Chris Schmitz Chris Schmitz - 1 month ago 6
Node.js Question

Odd exec output in node

I'm trying to determine if a java runtime environment is installed on the computer running my node app. Here's the promise I'm starting to build out to determine if it's installed:

FileSystemTools.prototype.checkToSeeIfJavaRuntimeEnvIsAvailable = function (){
return new Promise((resolve, reject) => {
exec('java -version', (error, stdout, stderr) => {
if(error) reject(error)
if(stderr) reject(stderr)

resolve(stdout)
})
})
}


The generator function I'm building out to run this check looks like this so far:

co(function *(){
let jreVersion = yield fst.checkToSeeIfJavaRuntimeEnvIsAvailable()
console.log(jreVersion)
}).catch(error => {
throw new Error(error)
})


When I run this I get no output at all. However, if I resolve all of the arguments returned from the
exec
command:

FileSystemTools.prototype.checkToSeeIfJavaRuntimeEnvIsAvailable = function (){
return new Promise((resolve, reject) => {
exec('java -version', (error, stdout, stderr) => {

// resolving early with everything to see what's going on
resolve({error, stdout, stderr})


if(error) reject(error)
if(stderr) reject(stderr)

resolve(error, stdout, stderr)
})
})
}


I'm seeing that my command is firing successful, but it's returning the result in the standard error, not standard output:

{
error: null,
stdout: '',
stderr: 'java version "1.8.0_101"\nJava(TM) SE Runtime Environment (build 1.8.0_101-b13)\nJava HotSpot(TM) 64-Bit Server VM (build 25.101-b13, mixed mode)\n'
}


I double checked the docs on the
exec
callback
thinking that I got the callback parameters wrong, but they're definitely in the right order:

exec callback parameter order

This raises two questions for me:


  1. Why is my successful output of the command returning in standard error?

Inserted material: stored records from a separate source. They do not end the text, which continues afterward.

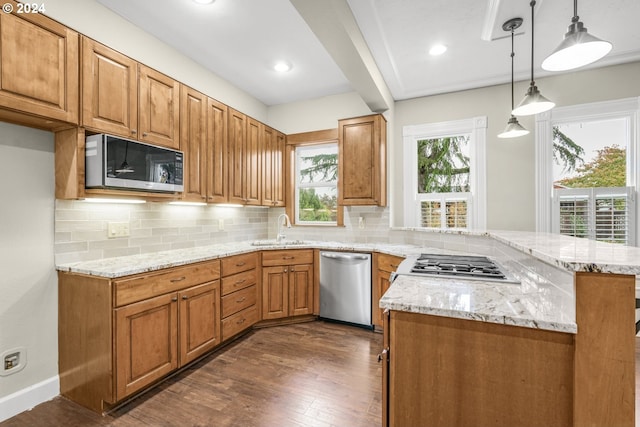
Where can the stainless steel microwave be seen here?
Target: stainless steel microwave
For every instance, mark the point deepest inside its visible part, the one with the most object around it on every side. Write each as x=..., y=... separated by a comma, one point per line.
x=115, y=162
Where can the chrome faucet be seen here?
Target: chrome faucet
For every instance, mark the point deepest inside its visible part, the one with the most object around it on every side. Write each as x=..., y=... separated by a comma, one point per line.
x=280, y=236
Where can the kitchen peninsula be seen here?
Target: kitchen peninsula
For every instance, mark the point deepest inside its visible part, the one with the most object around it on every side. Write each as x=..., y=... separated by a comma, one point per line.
x=509, y=354
x=558, y=349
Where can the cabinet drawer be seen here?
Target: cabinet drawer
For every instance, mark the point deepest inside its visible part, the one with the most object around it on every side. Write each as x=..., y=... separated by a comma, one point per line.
x=145, y=286
x=388, y=262
x=239, y=281
x=288, y=257
x=239, y=300
x=238, y=263
x=239, y=322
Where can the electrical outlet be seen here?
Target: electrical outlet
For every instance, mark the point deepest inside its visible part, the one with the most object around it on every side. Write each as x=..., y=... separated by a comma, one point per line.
x=13, y=361
x=117, y=229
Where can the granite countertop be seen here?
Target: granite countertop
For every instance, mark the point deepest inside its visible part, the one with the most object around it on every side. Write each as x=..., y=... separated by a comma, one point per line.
x=112, y=268
x=536, y=302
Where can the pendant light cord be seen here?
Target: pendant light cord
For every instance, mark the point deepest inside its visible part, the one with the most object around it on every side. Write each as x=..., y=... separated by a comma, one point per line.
x=532, y=4
x=512, y=55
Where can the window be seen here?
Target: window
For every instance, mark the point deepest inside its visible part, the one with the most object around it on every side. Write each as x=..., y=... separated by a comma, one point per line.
x=316, y=192
x=592, y=181
x=445, y=174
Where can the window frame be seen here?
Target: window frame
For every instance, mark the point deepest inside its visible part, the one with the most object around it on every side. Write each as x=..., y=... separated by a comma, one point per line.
x=299, y=140
x=627, y=108
x=476, y=127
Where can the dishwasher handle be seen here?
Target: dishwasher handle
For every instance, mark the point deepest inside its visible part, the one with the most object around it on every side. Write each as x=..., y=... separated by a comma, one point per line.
x=344, y=256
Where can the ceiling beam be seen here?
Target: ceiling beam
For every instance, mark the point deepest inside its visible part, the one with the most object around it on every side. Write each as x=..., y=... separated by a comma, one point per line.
x=335, y=27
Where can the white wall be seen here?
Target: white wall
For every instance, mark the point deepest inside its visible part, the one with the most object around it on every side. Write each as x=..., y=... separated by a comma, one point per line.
x=28, y=280
x=510, y=162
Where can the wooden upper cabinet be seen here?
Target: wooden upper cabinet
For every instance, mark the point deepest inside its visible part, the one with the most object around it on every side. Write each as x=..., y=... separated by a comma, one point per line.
x=109, y=90
x=217, y=152
x=38, y=68
x=158, y=108
x=273, y=143
x=237, y=131
x=193, y=142
x=253, y=163
x=362, y=161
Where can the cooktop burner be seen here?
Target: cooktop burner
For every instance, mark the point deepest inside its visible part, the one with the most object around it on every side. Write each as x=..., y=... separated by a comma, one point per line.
x=463, y=266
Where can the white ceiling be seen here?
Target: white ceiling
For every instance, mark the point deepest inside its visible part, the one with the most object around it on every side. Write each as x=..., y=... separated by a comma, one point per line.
x=240, y=40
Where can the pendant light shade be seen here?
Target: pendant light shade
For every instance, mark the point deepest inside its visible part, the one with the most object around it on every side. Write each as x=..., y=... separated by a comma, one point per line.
x=513, y=129
x=533, y=102
x=579, y=48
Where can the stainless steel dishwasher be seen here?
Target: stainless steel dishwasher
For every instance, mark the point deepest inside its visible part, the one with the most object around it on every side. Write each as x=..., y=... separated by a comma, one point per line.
x=345, y=287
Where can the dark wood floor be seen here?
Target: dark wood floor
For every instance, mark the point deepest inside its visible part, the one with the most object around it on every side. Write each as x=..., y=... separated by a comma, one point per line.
x=309, y=374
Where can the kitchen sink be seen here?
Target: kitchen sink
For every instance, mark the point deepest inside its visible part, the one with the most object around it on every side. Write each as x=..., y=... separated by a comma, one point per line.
x=284, y=242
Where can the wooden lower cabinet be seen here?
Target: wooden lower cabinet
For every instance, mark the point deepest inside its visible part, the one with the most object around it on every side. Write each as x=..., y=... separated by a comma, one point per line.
x=160, y=334
x=146, y=343
x=454, y=372
x=384, y=265
x=118, y=336
x=240, y=294
x=287, y=290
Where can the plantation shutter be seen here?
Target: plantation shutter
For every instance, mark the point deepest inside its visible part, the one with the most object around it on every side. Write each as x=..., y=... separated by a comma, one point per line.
x=444, y=210
x=605, y=214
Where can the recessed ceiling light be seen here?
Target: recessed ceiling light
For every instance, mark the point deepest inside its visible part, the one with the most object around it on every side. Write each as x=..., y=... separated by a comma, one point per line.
x=437, y=49
x=282, y=66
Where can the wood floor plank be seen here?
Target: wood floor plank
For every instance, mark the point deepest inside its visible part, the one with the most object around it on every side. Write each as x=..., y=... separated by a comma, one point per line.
x=310, y=374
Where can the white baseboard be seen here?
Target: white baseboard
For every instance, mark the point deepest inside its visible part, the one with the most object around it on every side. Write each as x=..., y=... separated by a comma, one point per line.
x=29, y=397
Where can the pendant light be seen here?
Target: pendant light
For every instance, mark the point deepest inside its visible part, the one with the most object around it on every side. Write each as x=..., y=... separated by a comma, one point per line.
x=533, y=102
x=513, y=129
x=578, y=48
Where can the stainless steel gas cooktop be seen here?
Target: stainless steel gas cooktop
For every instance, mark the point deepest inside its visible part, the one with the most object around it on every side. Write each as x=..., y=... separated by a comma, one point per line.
x=455, y=266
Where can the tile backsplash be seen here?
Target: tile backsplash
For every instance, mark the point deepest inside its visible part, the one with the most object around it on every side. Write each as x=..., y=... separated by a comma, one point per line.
x=81, y=228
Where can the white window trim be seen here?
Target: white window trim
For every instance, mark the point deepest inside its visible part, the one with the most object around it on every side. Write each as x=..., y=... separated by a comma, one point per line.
x=317, y=184
x=623, y=108
x=477, y=127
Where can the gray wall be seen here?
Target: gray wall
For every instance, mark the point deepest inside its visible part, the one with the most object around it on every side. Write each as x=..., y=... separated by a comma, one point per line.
x=28, y=283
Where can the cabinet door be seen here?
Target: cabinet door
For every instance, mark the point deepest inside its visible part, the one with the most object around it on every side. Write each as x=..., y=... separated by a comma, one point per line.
x=362, y=161
x=217, y=152
x=253, y=163
x=199, y=320
x=300, y=290
x=146, y=343
x=237, y=135
x=158, y=108
x=193, y=142
x=109, y=90
x=38, y=66
x=275, y=292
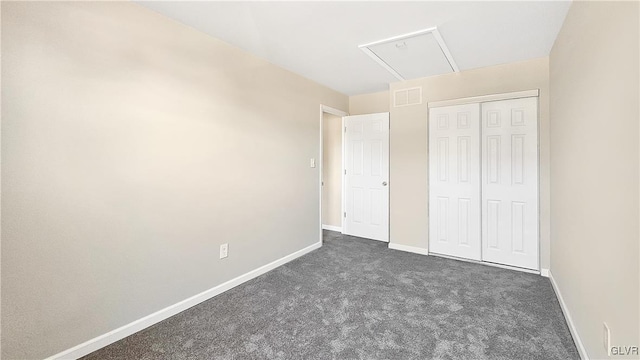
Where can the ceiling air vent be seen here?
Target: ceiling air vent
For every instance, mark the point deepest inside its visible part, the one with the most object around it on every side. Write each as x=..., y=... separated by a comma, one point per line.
x=410, y=96
x=414, y=55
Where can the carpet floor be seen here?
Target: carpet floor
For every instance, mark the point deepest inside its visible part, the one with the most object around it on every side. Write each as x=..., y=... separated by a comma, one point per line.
x=356, y=299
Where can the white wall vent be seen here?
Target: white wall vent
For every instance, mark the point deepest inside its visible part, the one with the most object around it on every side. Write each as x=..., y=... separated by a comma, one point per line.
x=405, y=97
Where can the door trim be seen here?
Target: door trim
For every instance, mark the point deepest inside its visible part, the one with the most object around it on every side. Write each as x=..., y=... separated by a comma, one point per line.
x=485, y=98
x=344, y=180
x=481, y=99
x=336, y=112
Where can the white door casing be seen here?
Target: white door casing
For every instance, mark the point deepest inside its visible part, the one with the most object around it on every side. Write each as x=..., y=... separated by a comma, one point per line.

  2. If it is returning in standard error, why did my if statement to check for standard error and reject if it is truthy not fire?


Answer

By default, java -version writes its result in standard error only, even though the command is executed successfully. You can confirm that by redirecting the stderr to a file, like this

$ sh -c "java -version 2>/tmp/test"
$ cat /tmp/test
java version "1.8.0_102"
Java(TM) SE Runtime Environment (build 1.8.0_102-b14)
Java HotSpot(TM) 64-Bit Server VM (build 25.102-b14, mixed mode)

If there was an error, the error parameter in the callback would have been an object, with the error code and the signal.